The Meteil, The Seigle, the Transitional Loaves, exposed

This morning, in a side-by-side taste test, I ate a piece of each.  The Meteil, what is left of it, is very sour (and by now fairly dry).  The sourness predominates.  There are hidden flavours there, but this is overwhelmingly sour.  I can't really taste much rye in all this.  There is sweetness behind the sourness, but I'm not sure it is any grain, it may be the enrichment (honey, molasses).  The Seigle is nice.  I didn't detect a sour note until the loaf was down the esophagus, and then my mouth said, "ah, there is the sour note."  The bread was sweet but not overpoweringly so.  The rye could be tasted.  And it gave that rye tang at the very front of the tongue, an astringent sort of overtone that intensifies over a couple of minutes.  I liked the crust.  The Transitional loaf tastes good.  There is a sort of flatness to the flavour, it hits the tongue all at the same time, it doesn't touch the tongue lightly in different areas.  Nothing overwhelms here.  It is sweet and grain-like.  You can taste the rye, but as an undertone.

It is difficult to describe taste in words.  Especially breads with such complex flavours.  I prefer the Seigle, of these three.  But that is just me.

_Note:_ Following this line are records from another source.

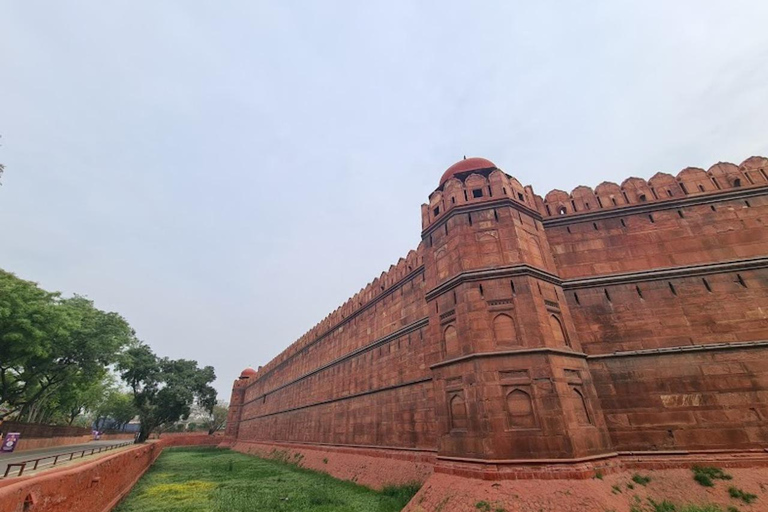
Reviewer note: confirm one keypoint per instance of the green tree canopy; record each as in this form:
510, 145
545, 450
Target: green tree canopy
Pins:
53, 351
164, 390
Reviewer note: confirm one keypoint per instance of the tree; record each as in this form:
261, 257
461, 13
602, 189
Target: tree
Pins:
54, 352
218, 417
164, 390
118, 406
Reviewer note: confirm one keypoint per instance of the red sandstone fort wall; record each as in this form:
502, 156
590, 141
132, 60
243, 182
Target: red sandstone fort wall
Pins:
631, 317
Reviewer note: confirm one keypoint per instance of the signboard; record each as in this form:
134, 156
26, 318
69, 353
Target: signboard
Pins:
9, 443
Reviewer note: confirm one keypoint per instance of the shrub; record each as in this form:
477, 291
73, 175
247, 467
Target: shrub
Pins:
737, 493
705, 475
640, 479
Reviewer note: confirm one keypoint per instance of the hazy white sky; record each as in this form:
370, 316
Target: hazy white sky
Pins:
224, 174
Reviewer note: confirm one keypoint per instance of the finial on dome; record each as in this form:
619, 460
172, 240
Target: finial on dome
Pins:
466, 166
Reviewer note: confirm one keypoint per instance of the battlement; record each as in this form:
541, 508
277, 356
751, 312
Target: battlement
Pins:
369, 294
691, 181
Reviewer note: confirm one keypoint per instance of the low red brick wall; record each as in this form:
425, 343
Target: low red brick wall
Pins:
95, 486
48, 442
373, 467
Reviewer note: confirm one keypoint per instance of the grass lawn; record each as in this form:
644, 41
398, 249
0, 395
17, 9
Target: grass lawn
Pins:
206, 479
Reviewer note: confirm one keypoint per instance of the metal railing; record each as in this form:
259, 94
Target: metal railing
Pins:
60, 457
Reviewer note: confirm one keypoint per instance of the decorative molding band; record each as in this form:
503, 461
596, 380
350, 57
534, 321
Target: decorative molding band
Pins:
667, 273
653, 206
342, 398
408, 277
418, 324
588, 458
738, 345
492, 273
346, 447
478, 207
519, 352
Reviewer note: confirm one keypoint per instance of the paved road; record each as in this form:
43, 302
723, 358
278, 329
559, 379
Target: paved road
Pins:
6, 458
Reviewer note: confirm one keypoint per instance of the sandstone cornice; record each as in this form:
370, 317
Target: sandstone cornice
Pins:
667, 273
505, 353
492, 273
376, 343
341, 398
477, 207
736, 345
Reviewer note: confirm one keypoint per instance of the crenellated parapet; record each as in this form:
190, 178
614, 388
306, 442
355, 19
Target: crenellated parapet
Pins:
690, 181
363, 299
472, 181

A couple more crumb shots, of the two that worked:





Notes to Myself:
  • What can be said?  Obviously: Don't shake the loaves when they are fresh from the oven.  Pretend these are your babies.  People who shake babies go to jail forever.
  • If you ever make these loaves again, try a batard shape.  These loaf pans are for sissies.
  • Don't curse Reinhart because of your own failings.
  • Wasn't this more fun than a party full of giggling girls?

1 comment:

  1. Wow what detailed information and gorgeous photos.
    Home-made bread always tastes MUCH better than the store bought stuff. The only thing is that it dries out and spoils so fast that at least for me it seems that two days is the longest that it stays fresh.
    Sorry about your broken one but the other two look great.